Lifetime risks of breast cancer
Ever wonder why, if one in eight women are at lifetime risk of getting breast cancer, that you don’t know that many women with breast cancer? Unless, of course you are a survivor yourself, or have a family history of breast cancer – in that case, you probably know a disproportionate number of women who have had breast cancer. But you are the exception not the rule.
Before my diagnosis, I knew of only a couple of people who have had breast cancer. I didn’t know anyone who had breast cancer as a young person (in breast cancer terms, anyone diagnosed under 45 is considered ‘young’). If one in eight women gets breast cancer, why didn’t I know more women? In part because the one in eight statistic is a lifetime risk statistic.
Ever since I first say a post on this topic, I’ve wanted to write about it – but I couldn’t find the original post that I read. So today, when Brandie of A Journey of 1000 Stitches posted the numbers to Facebook, I was able to ask her about the numbers. She wrote about the numbers in a post back in November last year title Um, say what? Following the trail a little further back, I found the post that I originally read, from AnneMarie at Chemo Brain… In the fog, which was published last October titled One in Eight, Sounds Great.
Thanks to Brandie, I have the original data from the NIH National Cancer Institute – http://www.cancer.gov/types/breast/risk-fact-sheet
So here is how it all works when you do the breakdown by age (from the NIH site):
According to the current report, the risk that a woman will be diagnosed with breast cancer during the next 10 years, starting at the following ages, is as follows:
Age 30 . . . . . . 0.44 percent (or 1 in 227)
Age 40 . . . . . . 1.47 percent (or 1 in 68)
Age 50 . . . . . . 2.38 percent (or 1 in 42)
Age 60 . . . . . . 3.56 percent (or 1 in 28)
Age 70 . . . . . . 3.82 percent (or 1 in 26)
These probabilities are averages for the whole population. An individual woman’s breast cancer risk may be higher or lower depending on a number of known factors and on factors that are not yet fully understood.
So, of all the women in my age range, the likelihood of one of them having breast cancer was only 1 in 68 (I drew the unlucky straw there).

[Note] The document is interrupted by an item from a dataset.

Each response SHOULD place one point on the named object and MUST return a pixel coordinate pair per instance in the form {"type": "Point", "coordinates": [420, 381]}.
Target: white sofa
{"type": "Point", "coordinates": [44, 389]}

I blog a little bit about why these numbers matter when I talk about the 30% to 1/3 inflation of the metastasis statics. Anytime a number is used as a scare tactic, to try to get people to take action (in this case to donate to often dubious breast cancer charities), they have a negative impact on the people who are living with breast cancer. The numbers increase our anxiety – and frankly, many of us already have more anxiety than we can cope with, we don’t need any more. So, before you throw out a statistic that is inflated as a means to scare people into donating money, please consider also the people who are on the other side of that statistic. We don’t need any unnecessary anxiety in our lives!